Yes, that's right, because requiring the EPA to occasionally inspect hazardous-waste storage to make sure it's safe would be bad. The heart of the Act makes the requirement for clean-up insurance for companies dealing with toxic waste. Their solution? Slow the federal response to include state governments (read more bureaucracy), which runs the clock while disaster is building. Eventually, they get around to declaring it a Superfund site to be cleaned up using federal dollars.
Freedom Industries was created on Dec. 31, 2013. Nine days later the river was poisoned. Eight days after the spill, Freedom filed for Chapter 11 bankruptcy protection. The company still owes $3.66 million to creditors and faces a deepening pile of class action suits.
If al-Qaida had poisoned the water of 300,000 Americans, as one astute Tweeter noted, we'd have invaded the wrong country before the weekend. But a corporation? No sense everyone getting all crazy, locking up executives and that sort of thing. Corporations are people, but for some reason they can't go to jail like people.
In fact, they can go on like it's not much more than a bad day at the office. Apparently nothing can stop corporations from exercising their constitutional right to bribe politicians to protect their interests by pulling the teeth of regulators and ensuring that the public ultimately bears the costs of their bad behavior.
Thanks, five members of the U.S. Supreme Court, for that truly perverse decision called "Citizens United."
In very related news in Alaska, the Environmental Protection Agency released its three-year study on the proposed Pebble Mine in the Bristol Bay watershed. They concluded, "Pebble mine could destroy up to 94 miles of streams where salmon spawn and migrate and up to 5,350 acres of wetlands, ponds and lakes," and then some.

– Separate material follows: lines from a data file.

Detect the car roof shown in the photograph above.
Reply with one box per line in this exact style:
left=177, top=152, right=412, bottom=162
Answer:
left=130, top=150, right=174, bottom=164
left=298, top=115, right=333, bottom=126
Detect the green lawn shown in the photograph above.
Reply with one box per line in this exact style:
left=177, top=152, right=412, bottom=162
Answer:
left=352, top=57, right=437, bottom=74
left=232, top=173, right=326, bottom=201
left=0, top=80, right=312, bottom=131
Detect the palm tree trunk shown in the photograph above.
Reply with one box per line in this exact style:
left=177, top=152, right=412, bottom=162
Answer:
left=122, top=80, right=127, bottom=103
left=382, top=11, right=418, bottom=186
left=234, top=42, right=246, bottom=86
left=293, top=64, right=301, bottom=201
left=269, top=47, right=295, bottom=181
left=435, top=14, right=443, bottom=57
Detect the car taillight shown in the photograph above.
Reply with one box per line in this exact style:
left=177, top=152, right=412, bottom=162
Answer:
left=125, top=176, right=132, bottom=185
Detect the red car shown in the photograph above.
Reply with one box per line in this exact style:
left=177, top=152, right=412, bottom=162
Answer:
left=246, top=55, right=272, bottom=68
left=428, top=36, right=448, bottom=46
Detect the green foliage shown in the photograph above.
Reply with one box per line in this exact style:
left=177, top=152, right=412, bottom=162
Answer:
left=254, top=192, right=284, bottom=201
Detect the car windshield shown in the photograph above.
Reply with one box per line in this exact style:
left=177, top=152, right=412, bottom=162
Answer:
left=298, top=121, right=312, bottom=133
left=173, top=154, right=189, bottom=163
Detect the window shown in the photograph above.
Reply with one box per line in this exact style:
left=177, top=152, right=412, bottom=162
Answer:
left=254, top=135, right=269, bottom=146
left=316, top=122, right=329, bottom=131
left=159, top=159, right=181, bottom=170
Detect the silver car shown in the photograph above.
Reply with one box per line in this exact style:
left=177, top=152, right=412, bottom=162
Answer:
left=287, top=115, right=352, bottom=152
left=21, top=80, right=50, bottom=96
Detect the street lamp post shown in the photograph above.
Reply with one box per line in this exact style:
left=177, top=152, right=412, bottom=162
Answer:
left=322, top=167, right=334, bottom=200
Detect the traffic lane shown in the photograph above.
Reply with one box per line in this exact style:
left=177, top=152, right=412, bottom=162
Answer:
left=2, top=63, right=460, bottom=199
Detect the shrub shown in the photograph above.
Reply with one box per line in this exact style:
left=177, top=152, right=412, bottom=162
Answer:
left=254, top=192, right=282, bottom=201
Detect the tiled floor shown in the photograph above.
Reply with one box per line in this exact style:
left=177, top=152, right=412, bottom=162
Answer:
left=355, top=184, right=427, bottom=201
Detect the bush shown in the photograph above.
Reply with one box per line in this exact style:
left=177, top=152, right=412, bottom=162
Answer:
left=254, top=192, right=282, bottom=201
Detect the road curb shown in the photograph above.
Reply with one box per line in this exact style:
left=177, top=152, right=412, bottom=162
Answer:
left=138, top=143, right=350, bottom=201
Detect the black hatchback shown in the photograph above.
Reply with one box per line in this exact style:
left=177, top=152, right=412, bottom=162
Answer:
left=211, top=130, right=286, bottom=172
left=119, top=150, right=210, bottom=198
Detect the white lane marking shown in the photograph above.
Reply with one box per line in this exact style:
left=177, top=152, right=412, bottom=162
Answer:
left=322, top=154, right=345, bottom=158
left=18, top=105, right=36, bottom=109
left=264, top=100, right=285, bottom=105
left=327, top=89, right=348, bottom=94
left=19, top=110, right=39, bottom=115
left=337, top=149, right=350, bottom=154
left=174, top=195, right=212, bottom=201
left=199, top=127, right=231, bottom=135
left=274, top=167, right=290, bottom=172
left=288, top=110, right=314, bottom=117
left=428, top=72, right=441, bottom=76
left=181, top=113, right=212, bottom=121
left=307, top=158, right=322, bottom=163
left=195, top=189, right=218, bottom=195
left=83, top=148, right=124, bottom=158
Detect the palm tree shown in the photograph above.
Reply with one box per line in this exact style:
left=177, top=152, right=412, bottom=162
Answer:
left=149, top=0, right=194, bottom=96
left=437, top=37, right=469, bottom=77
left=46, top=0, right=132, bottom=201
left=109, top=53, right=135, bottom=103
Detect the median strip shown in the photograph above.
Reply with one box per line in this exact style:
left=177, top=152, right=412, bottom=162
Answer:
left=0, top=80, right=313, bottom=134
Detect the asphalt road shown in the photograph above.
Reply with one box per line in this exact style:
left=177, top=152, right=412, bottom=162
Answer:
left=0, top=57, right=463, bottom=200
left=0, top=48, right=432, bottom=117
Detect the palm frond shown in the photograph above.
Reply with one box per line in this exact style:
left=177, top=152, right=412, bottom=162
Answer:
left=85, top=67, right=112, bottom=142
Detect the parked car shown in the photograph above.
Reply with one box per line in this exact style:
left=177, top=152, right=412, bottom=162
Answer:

For some reason, the memories of Gov. Sean Parnell and Sen. Lisa Murkowski keep failing them. The EPA didn't swoop down on Alaska, unbidden. The agency was begged by Alaskans to do its study -- by Alaskans, I'll note, who don't trust Parnell or his bureaucrats to honestly examine plans for a Pebble mine and protect the public interest.
Parnell said the study was a "pretext for an EPA veto of the state's permitting process." From your lips to God's ears, governor, I hope you're right.
Murkowski was toting around the same talking points. "EPA's assessment stops short of prohibiting responsible development in the Bristol Bay watershed, but the agency has strongly implied that this report will be a basis to pre-emptively veto economic opportunities in the region in the future."
Listen, Lisa, EPA federal "overreach" is our only hope for an honest evaluation of the risks of creating a lake full of poison water in the heart of Bristol Bay. You think that's nothing to worry about?
Tell you what, let's you and me go to West Virginia. I have some people I want you to meet.
Shannyn Moore is a radio host on 1480 AM in Washington, D.C., and on Netroots Radio.